Gold Coast property sales are up by 25 per cent, the highest jump in the past four years.

Asian investors and a surge in tourism have helped to push house and unit sales up by 25 per cent to reach a level not seen in four years.

A new report by RP Data shows there were more than 18,000 property sales on the Gold Coast during the 12 months to May this year, a number which hasn’t been reached since 2010. That has coincided with a rise in house values of 7.3 per cent and 7 per cent for units for the year to June.

RP Data senior research analyst Cameron Kusher said growing demand was driving the strong sales, although they were still low when compared to historic levels.

“They are nowhere near where they were in 2001, 2003, but they are heading in the right direction,” he said.

“In most areas that’s translating into price growth. “More demand is having upwards pressure on property prices.”

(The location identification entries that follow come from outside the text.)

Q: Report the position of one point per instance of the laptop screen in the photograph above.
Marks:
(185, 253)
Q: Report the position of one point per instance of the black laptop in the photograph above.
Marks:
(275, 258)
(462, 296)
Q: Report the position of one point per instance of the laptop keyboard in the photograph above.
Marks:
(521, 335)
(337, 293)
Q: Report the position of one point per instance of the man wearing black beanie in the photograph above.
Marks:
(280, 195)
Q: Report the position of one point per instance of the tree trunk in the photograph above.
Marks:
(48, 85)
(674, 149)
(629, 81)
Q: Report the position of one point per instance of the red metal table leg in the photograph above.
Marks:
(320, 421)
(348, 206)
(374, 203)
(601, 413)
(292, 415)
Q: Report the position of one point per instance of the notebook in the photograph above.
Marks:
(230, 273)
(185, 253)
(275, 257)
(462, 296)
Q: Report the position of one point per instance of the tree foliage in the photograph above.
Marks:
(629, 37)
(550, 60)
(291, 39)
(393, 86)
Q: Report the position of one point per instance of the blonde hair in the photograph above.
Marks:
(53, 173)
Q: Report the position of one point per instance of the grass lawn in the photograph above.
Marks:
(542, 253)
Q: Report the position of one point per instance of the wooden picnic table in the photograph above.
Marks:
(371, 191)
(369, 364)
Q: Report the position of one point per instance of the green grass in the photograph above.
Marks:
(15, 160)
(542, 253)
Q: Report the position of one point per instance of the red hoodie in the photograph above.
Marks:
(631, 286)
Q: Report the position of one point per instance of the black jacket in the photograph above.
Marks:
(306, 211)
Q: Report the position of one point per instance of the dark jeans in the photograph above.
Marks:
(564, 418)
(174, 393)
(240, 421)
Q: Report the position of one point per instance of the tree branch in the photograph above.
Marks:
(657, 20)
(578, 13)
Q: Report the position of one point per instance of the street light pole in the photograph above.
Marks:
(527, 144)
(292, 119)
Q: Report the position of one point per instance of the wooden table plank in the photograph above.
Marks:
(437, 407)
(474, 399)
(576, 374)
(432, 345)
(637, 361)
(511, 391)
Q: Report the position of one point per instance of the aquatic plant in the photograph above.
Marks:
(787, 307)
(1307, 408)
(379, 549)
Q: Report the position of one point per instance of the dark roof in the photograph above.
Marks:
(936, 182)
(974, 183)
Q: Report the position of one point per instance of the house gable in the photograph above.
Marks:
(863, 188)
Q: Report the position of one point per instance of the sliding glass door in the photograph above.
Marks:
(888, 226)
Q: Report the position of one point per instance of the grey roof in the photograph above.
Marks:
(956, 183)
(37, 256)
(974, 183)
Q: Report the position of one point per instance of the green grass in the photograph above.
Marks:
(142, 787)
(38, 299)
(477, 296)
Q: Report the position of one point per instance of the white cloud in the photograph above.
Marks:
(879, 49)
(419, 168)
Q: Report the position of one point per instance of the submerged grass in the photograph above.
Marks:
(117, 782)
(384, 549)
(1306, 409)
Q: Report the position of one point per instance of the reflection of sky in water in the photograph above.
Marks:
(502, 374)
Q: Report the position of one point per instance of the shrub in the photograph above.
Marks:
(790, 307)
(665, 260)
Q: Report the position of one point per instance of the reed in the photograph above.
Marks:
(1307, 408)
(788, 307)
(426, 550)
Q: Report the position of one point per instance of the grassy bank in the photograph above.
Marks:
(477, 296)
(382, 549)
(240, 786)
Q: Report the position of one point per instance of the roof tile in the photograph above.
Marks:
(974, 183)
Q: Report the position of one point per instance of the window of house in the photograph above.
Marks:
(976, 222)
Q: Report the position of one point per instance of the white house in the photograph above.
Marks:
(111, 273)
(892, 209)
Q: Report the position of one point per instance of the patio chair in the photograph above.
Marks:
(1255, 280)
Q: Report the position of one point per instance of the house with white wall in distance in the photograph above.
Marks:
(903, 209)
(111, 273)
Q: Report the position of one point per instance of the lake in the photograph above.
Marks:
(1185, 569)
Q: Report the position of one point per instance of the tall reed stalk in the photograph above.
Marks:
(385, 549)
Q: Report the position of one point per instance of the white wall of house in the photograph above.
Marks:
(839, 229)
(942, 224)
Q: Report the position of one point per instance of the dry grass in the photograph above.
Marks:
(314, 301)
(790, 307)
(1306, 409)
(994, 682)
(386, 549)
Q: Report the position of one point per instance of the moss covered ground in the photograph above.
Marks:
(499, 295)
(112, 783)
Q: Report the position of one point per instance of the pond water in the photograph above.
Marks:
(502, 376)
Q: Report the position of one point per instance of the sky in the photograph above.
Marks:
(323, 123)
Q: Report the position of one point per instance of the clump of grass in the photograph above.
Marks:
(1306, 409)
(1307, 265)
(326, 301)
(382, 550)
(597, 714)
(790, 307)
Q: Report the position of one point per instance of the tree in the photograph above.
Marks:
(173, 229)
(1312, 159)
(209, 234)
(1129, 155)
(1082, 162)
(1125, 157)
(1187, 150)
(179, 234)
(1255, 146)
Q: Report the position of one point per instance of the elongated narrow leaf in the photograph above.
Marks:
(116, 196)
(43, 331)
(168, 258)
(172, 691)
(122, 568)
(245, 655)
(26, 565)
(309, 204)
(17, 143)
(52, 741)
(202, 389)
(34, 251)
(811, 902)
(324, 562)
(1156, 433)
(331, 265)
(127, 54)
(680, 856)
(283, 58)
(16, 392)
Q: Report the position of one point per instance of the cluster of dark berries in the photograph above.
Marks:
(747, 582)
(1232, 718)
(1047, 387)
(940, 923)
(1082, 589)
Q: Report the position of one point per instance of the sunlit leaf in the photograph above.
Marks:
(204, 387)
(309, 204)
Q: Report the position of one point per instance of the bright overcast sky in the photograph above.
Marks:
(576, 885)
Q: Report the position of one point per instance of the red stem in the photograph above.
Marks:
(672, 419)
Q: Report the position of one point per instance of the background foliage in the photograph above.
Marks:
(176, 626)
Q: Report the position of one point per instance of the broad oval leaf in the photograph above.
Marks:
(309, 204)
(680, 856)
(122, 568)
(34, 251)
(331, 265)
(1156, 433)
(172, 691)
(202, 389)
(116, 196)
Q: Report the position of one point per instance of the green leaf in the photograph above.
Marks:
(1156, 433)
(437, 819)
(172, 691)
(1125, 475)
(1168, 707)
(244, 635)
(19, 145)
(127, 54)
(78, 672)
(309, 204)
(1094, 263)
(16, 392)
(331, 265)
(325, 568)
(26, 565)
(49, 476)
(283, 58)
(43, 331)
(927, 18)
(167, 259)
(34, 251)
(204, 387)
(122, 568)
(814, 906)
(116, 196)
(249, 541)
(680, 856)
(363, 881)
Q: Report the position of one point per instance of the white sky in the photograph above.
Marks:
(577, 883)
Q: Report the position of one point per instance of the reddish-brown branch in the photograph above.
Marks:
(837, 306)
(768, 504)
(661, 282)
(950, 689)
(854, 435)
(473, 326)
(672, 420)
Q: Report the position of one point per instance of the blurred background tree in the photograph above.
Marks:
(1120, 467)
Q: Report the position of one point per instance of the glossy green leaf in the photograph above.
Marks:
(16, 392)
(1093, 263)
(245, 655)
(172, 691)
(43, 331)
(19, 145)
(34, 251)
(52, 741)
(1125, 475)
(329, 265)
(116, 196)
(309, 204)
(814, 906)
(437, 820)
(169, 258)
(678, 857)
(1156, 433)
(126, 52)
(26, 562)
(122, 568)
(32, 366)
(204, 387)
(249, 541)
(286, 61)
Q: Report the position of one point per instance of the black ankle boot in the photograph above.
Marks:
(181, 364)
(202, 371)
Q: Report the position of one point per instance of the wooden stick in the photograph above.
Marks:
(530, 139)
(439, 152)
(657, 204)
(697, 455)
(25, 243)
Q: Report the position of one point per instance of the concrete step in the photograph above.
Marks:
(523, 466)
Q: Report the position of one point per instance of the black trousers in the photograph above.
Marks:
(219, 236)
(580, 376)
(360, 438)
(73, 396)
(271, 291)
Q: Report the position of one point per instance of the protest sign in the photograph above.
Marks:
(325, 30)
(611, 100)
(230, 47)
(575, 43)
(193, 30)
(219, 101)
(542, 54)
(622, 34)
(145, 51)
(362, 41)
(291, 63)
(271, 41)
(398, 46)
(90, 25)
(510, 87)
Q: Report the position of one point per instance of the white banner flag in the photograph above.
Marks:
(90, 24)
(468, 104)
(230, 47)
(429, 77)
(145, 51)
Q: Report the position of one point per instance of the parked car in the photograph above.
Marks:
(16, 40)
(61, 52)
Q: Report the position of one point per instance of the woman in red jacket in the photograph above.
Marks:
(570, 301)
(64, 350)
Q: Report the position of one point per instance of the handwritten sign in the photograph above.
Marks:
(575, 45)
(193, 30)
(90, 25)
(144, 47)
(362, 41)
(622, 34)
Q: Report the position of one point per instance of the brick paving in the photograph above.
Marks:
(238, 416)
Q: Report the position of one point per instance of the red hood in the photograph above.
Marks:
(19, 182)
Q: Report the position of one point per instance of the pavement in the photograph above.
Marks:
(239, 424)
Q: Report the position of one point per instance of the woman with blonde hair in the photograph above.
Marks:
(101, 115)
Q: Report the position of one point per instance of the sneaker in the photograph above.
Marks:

He expected low mortgage rates and rising demand would see the market maintain its momentum “for some time yet”.

Ray White Surfers Paradise Group chief executive Andrew Bell said sales figures were bolstered by a surge in international tourism and strong Asian-based investment. “There is also no question that tourism has contributed to market activity,” Mr Bell said.

“We’ve had a great tourist season which has led to a lot of domestic and international visitors investing here. “In the past 12 months our office has sold more than 200 properties to Asian-based investors which shows the Gold Coast is firmly on their radar.”

Mr Bell said homeowners had been fearful to put their properties on the market in recent years. “The past five years represented one of the most sluggish periods in real estate for the Gold Coast for some time,” he said.

“That period, when market confidence was low, created five to six years’ worth of pent-up demand which we are seeing come through now the market has turned.”

A number of developments added to the strong sales figures including The Islands at Emerald Lakes and Riverlily at Robina.

However, the increase in sales appears to have slowed since May, with industry leaders reporting a “massive” stock shortage across the entire city.
Gold Coast property researcher Colleen Coyne said listings had dried up after an 18-month sales surge.

“Now that prices have started to improve, people have been given an incentive to hold on to their properties,” Ms Coyne said. “It has created a massive drop in listings.”

The Gold Coast outperformed other regional cities including Townsville where sales were 1 per cent lower over the last year and Cairns where sales were 15 per cent higher.